Firely is an A/B Testing overlay based on Firebase Remote Config. It's a work in progress to simplify the integration and make the management of A/B testing XPs safer.

Download

compile 'com.firely:core:1.0.0'

You need to apply the plugin (TODO integrate in maven repo):

buildscript {
    repositories {
        mavenLocal()
        jcenter()
    }

    dependencies {
        classpath group: 'com.busbud.android', name: 'firely-plugin', version: '0.1.0'
    }
}

apply plugin: 'com.busbud.android.firely'

You also need to import the aar (TODO integrate in maven repo):

compile project(':firely-0.1.0')

How does it work

This library, integrated in your gradle project, only requires:

  • A firely-config.json file that will contains the type of items, the keys, and the default value
  • A call to Firely.setup(Context context) from the Application.onCreate() method
  • One proguard rule

firely-config.json file is organized in 3 main sections (for us, but it can have the "names" you want):

  • Feature Flags
  • Config
  • Experiments (or A/B Tests)

Here is an example of firely-config.json:

{
  "config": [
    {
      "key": "android_version_code_min",
      "default": 0
    }
  ],
  "feature_flag": [
    {
      "key": "refer_a_friend",
      "default": true
    },
    {
      "key": "promotion_url",
      "default": ""
    }
  ],
  "experiment": [
    {
      "key": "xp_button_pay",
      "default": "control"
    }
  ]
}

Firely is an Android library that come with a gradle plugin, firely-plugin. It will generate a FirelyConfig.java file based on the firely-config.json, like the R.java android creates. The FirelyConfig.java will contain Enums that match the configuration. You can then use these enums on Firely to get LiveVariable, CodeBlock, OrderedArrayBlock.

LiveVariable

Let's imagine I am using Remote Config to restrict my user to a minimum Android version on which they can run (otherwise they have to update the app). With Firely, I can instantiate a LiveVariable that will use this setting:

LiveVariable<Integer> minAndroidRemoteVersion = Firely.integerVariable(FirelyConfig.Config.ANDROID_VERSION_CODE_MIN);

FirelyConfig.Config.ANDROID_VERSION_CODE_MIN is generated by the plugin and the default value is 0.
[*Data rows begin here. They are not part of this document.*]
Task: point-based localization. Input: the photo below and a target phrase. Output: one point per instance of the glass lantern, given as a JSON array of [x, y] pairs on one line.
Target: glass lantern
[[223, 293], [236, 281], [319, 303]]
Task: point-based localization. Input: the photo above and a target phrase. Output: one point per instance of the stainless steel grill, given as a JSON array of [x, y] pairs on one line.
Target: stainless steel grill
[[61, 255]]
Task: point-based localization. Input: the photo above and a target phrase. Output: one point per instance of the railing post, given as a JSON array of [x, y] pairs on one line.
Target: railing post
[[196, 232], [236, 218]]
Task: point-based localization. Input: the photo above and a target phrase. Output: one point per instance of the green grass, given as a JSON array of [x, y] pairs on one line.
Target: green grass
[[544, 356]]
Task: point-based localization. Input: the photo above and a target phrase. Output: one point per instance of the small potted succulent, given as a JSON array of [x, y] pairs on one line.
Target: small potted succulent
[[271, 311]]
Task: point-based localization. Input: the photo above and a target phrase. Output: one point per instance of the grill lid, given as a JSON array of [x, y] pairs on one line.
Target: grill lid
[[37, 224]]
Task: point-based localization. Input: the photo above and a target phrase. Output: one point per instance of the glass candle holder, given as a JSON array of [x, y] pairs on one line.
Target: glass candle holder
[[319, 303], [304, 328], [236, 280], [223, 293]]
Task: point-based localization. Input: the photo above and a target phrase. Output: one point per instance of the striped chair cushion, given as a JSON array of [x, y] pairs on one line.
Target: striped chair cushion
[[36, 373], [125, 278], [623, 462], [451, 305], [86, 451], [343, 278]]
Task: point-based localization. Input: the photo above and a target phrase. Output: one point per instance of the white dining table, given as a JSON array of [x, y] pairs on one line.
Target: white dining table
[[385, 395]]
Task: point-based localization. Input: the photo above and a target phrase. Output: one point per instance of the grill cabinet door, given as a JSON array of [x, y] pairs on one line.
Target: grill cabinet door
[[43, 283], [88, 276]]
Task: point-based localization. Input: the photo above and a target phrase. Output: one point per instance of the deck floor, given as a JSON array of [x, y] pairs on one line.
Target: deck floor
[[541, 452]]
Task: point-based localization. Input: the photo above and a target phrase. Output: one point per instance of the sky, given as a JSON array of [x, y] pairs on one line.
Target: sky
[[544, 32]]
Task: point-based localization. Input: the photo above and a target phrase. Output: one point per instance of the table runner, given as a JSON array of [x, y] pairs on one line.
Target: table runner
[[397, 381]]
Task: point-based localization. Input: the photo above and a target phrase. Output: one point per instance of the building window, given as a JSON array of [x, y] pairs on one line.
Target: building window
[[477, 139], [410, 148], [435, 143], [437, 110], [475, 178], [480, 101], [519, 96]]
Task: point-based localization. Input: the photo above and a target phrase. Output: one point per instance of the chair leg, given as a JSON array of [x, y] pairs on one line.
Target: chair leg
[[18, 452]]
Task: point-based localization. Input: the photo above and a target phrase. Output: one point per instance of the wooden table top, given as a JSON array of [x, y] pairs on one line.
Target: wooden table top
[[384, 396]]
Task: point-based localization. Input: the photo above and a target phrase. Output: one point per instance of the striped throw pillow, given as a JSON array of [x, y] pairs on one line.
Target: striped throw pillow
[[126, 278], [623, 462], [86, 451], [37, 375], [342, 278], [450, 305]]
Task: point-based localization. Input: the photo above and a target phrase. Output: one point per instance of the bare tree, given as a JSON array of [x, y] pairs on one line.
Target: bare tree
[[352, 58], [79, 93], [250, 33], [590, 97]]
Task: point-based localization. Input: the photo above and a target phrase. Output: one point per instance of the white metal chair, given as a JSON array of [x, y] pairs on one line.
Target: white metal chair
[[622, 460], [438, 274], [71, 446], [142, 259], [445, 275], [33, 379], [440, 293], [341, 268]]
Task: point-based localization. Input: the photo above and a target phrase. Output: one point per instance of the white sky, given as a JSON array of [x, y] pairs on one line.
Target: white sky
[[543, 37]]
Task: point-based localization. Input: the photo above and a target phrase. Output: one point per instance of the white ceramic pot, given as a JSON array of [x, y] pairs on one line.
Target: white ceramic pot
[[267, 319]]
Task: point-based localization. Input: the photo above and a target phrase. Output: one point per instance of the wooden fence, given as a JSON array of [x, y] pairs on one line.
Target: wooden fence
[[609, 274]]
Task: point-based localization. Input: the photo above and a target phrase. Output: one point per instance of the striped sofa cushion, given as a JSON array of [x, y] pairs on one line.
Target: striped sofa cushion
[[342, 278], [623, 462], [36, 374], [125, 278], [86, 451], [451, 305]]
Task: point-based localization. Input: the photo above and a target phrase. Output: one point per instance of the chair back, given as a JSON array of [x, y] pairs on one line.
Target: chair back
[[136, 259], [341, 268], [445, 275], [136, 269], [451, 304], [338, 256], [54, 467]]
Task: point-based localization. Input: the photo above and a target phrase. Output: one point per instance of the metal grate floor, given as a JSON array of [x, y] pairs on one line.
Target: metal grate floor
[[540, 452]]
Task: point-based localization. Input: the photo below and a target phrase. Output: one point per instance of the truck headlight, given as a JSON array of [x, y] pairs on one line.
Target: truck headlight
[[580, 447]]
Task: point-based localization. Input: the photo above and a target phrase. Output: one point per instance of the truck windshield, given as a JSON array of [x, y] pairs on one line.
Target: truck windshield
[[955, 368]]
Now, anytime I need to get the last version that has been fetched, I just call:

Integer lastVersion = minAndroidRemoteVersion.get();

Here is another example with a feature flag:

if (Firely.booleanVariable(FirelyConfig.FeatureFlag.REFER_A_FRIEND).get()) {
	// Add the view
}

CodeBlock

Now I need to build out an XP that will change the text of a button.

Firely.codeBlock(Remote.Experiment.XP_BUTTON)
	.withVariant("billed_currency", "no_price")
	.execute(
	() -> advance.setText(getString(R.string.bb_payment_cta)), // control
	() -> advance.setText(.getString(R.string.bb_payment_cta_2)), // billed_currency
	() -> advance.setText(getString(R.string.bb_payment_cta_3))); // no_price

NOTE: we are always using "control" as the default value and as the control group for A/B Tests.

OrderedArrayBlock

In the Busbud Android App, we use a lot of blocks and lists. Let's imagine you have N blocks of data in a page. You want to A/B test which one should go first and the order for all the others. A basic approach could be to have N! variants.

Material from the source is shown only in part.